(Credit: Harvard SEAS)
By heating the tips of the pyramids to 300°C with nanosecond laser pulses, the team created tiny bubbles that could push into cell membranes without causing damage. The brief opening of cell pores allowed surrounding molecules to diffuse into the cell. Published in the journal ACS Nano, the work has wide-ranging implications for healthcare.
"Being able to effectively deliver large and diverse cargos directly into cells will transform biomedical research," said first author Nabiha Saklayen, a PhD candidate from the Harvard John A Paulson School of Engineering and Applied Sciences (SEAS).
"However, no current single delivery system can do all the things you need to do at once. Intracellular delivery systems need to be highly efficient, scalable, and cost-effective while at the same time able to carry diverse cargo and deliver it to specific cells on a surface without damage. It's a really big challenge."
Saklayen and her colleagues had previously demonstrated that the gold microstructures are very good at focusing laser energy into electromagnetic hotspots. Using a fabrication method called template stripping, the team was able to populate a surface the size of a US quarter with 10 million of the tiny pyramids.
"The beautiful thing about this fabrication process is how simple it is," said Marinna Madrid, Harvard SEAS PhD candidate and co-author of the paper. "Template-stripping allows you to reuse silicon templates indefinitely. It takes less than a minute to make each substrate, and each substrate comes out perfectly uniform. That doesn't happen very often in nanofabrication."
A scanning-electron microscope image of HeLa cancer cells on the substrate (Credit: Harvard SEAS)
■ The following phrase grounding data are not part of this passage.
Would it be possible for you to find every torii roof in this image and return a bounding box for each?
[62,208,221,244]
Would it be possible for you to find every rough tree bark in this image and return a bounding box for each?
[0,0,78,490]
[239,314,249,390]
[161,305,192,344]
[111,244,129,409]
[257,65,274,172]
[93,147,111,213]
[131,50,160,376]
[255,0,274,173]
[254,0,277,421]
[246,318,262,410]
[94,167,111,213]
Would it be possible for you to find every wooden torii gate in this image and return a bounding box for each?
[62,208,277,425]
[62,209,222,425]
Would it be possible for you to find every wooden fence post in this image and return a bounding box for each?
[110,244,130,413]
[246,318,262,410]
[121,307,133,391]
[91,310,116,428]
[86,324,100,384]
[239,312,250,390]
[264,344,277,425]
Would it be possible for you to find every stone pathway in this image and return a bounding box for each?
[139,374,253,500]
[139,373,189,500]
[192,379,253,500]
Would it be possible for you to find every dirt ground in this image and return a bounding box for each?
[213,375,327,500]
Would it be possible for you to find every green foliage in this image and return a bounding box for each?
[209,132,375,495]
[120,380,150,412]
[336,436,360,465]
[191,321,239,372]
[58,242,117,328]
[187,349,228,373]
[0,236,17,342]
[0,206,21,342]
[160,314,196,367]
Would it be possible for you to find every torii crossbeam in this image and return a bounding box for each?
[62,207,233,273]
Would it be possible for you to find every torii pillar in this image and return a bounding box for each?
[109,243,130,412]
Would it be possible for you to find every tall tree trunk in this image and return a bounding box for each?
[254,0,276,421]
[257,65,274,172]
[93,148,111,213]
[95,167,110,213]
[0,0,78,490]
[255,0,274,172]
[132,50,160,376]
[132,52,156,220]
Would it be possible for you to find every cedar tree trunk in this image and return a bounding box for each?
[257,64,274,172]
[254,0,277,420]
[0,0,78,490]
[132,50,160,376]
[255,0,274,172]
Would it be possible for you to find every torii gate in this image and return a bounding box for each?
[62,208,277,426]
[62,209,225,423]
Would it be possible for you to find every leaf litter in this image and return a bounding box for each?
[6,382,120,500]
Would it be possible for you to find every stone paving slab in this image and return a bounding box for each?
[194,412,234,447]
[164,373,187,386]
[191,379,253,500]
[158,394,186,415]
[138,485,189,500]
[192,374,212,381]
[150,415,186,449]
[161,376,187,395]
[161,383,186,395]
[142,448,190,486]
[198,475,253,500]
The team cultured HeLa cancer cells directly on the pyramids and surrounded the cells with a solution containing molecular cargo. Each HeLa cancer cell sat atop about 50 pyramids, meaning the researchers could make about 50 tiny pores in each cell. The researchers could also tweak the size of the bubbles by adjusting the laser parameters, and control which side of the cell to penetrate.
According to the team, the molecules delivered into the cell were about the same size as clinically relevant cargos, including proteins and antibodies. The technology, for which patent applications have been filed, will now be tested on different cell types, including blood cells, stem cells and T cells.
"This work is really exciting because there are so many different parameters we could optimise to allow this method to work across many different cell types and cargos," said Saklayen. "It's a very versatile platform."